Doc, there would seem to be rather a lot of difference between lesbianism and autogynephilia. Being aroused by women and being aroused by the idea of being a woman yourself are apples and oranges. I mean, I like my girly bits. I like 'em a lot. I find them quite arousing. I do not, however, find other people’s girly bits arousing. The fact that some transexuals are lesbians doesn’t mean there’s no such thing as autogynephilia.
CrazyCatLady I’m sure that there are some autogynephiliacs. The human mind is so strange that for any paraphilia you invent somebody somewhere will be into it. But, Blanchard and the rest haven’t been saying that some vanishingly small percentage of MTF transsexuals are autogynephiliacs. They’ve been saying a very large proportion are. Above, I quote Blanchard as saying that all MTF lesbians are autogynephiliacs.

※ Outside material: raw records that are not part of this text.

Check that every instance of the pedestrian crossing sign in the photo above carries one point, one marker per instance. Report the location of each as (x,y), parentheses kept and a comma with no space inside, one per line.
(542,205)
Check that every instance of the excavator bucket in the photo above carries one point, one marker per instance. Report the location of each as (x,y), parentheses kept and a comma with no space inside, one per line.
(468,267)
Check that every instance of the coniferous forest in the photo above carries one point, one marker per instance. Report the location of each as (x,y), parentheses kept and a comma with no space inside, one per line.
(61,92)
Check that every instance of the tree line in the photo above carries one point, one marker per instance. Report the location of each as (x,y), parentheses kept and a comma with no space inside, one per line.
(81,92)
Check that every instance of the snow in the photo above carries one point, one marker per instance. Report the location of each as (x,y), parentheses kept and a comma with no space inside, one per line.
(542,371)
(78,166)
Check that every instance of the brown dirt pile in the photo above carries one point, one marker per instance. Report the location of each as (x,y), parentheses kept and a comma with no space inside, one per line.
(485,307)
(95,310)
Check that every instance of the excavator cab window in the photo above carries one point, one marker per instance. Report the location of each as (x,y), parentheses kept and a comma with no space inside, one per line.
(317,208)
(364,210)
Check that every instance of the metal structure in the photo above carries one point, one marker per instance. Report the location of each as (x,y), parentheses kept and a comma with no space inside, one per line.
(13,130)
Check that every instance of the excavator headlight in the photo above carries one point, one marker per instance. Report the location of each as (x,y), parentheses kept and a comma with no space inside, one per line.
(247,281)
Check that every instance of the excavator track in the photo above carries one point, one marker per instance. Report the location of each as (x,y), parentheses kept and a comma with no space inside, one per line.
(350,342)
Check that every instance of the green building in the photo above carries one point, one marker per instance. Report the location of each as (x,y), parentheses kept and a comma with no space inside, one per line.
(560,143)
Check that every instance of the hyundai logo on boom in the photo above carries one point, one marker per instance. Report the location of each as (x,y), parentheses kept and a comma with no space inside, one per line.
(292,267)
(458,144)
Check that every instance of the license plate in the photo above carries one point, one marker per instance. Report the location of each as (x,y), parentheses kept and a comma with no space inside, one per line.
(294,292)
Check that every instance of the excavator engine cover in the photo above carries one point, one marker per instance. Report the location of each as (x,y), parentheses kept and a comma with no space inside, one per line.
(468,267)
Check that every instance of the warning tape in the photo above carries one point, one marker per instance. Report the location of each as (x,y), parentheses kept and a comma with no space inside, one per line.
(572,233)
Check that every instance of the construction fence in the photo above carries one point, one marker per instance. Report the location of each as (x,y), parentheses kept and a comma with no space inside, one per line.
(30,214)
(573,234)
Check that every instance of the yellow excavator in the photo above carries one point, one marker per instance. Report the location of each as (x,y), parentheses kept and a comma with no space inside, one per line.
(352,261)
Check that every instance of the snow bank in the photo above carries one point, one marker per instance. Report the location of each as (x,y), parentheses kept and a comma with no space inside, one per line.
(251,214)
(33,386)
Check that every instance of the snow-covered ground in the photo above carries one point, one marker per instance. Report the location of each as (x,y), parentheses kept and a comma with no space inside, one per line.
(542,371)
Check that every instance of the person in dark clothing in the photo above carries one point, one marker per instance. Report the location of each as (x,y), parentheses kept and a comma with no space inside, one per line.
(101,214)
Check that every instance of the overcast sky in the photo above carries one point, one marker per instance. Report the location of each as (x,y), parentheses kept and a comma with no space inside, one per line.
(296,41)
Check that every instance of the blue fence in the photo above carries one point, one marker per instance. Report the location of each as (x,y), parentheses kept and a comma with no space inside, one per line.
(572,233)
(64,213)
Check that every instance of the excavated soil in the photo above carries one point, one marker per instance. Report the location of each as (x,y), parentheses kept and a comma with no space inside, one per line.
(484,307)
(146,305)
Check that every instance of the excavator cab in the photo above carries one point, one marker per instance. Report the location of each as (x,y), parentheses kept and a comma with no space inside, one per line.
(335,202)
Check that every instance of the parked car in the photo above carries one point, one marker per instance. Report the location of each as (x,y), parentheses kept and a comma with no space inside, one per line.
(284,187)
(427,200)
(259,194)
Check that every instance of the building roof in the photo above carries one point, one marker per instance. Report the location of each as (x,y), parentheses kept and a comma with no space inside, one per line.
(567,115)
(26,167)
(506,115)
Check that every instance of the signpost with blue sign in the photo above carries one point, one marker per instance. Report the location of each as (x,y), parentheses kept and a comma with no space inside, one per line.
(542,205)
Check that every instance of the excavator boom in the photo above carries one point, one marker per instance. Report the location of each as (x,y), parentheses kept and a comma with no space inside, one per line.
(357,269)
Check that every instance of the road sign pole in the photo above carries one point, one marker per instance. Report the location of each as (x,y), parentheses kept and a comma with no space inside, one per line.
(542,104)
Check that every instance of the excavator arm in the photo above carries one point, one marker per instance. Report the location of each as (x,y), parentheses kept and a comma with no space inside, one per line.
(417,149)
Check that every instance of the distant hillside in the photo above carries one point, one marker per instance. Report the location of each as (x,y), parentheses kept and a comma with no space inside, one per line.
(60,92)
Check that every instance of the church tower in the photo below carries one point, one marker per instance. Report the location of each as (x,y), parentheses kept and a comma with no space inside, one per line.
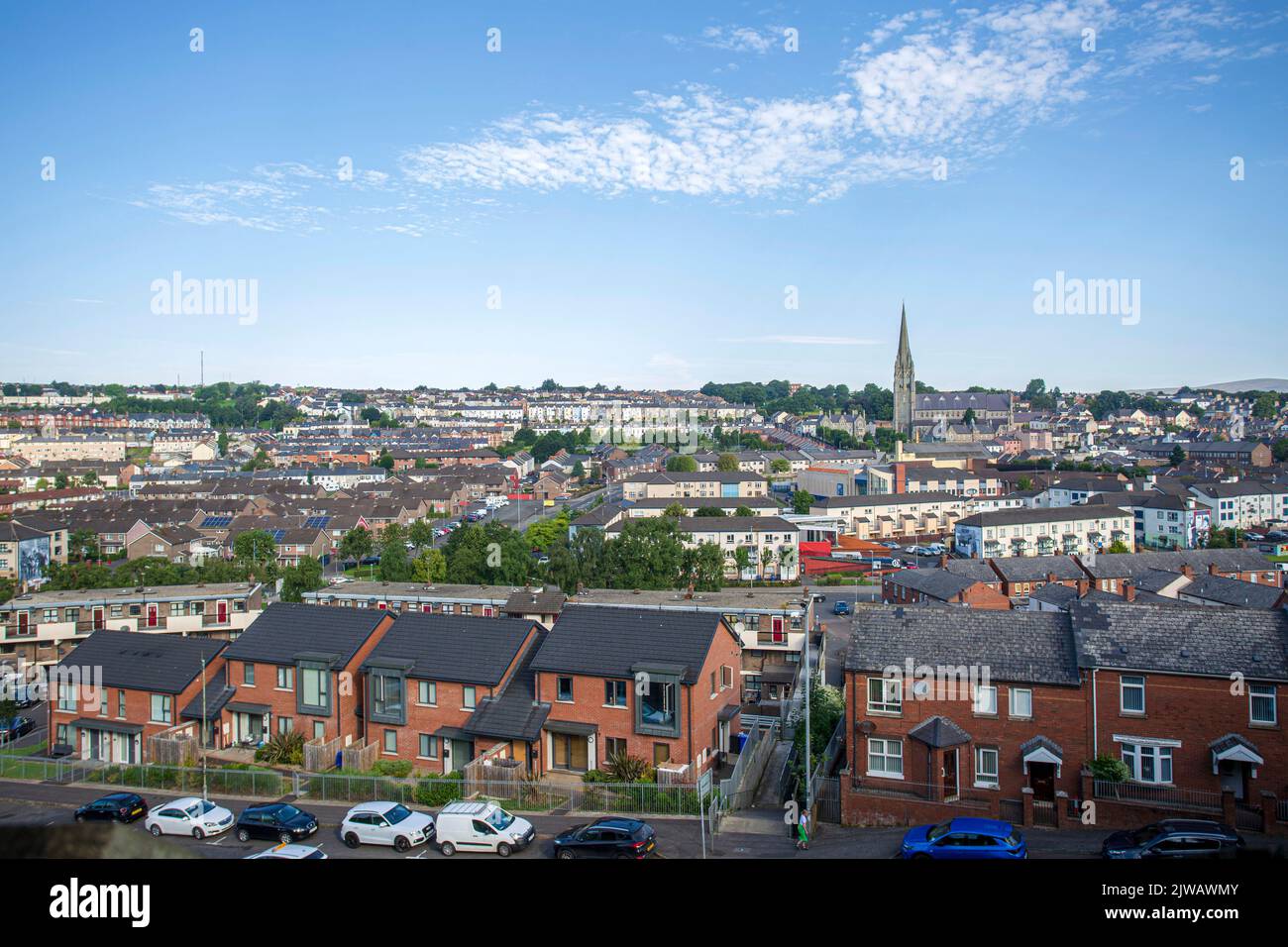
(905,381)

The autogynephilia crock is basically ‘I think women and vaginas are really hot. I will undergo all the time trouble and expense of gender reassignment in order to become the thing I idolize’. If MTFs (I’m tired o’ typin’ these big words) were really AGs then pretransition female behaviors and identification would take place only for the purposes of sexual arousal. Rather than putting on a dress to express their true selves, AGs would dress as women only as preperation for masturbation before a mirror.
I misunderstood what you were saying then. When you said that autogynephilia was utter crap, I took that to mean that you didn’t think it existed at all. I fully agree that autogynephiliacs do not account for every non-hetero MtF transsexual.
The reason Blanchard created the autogynephilia concept is that he’s spent most of his life studying sex criminals and others with sexual dysfunctions, mainly paraphilias. He therefore sees everything as a paraphilia and thus created a false paraphilia just so he could make transsexualism another paraphilia. “When all you have is a hammer, everything looks like a nail.” Well, to Blanchard, everything looks like a paraphilia, whether it is or not.
I don’t deny that there are autogynephiles. Most of them, in fact, are biologically female. What I, and most reasonable people, deny is that autogynephilia has anything to do with transsexuality, except that its presence in a biological male is strong evidence of transsexuality.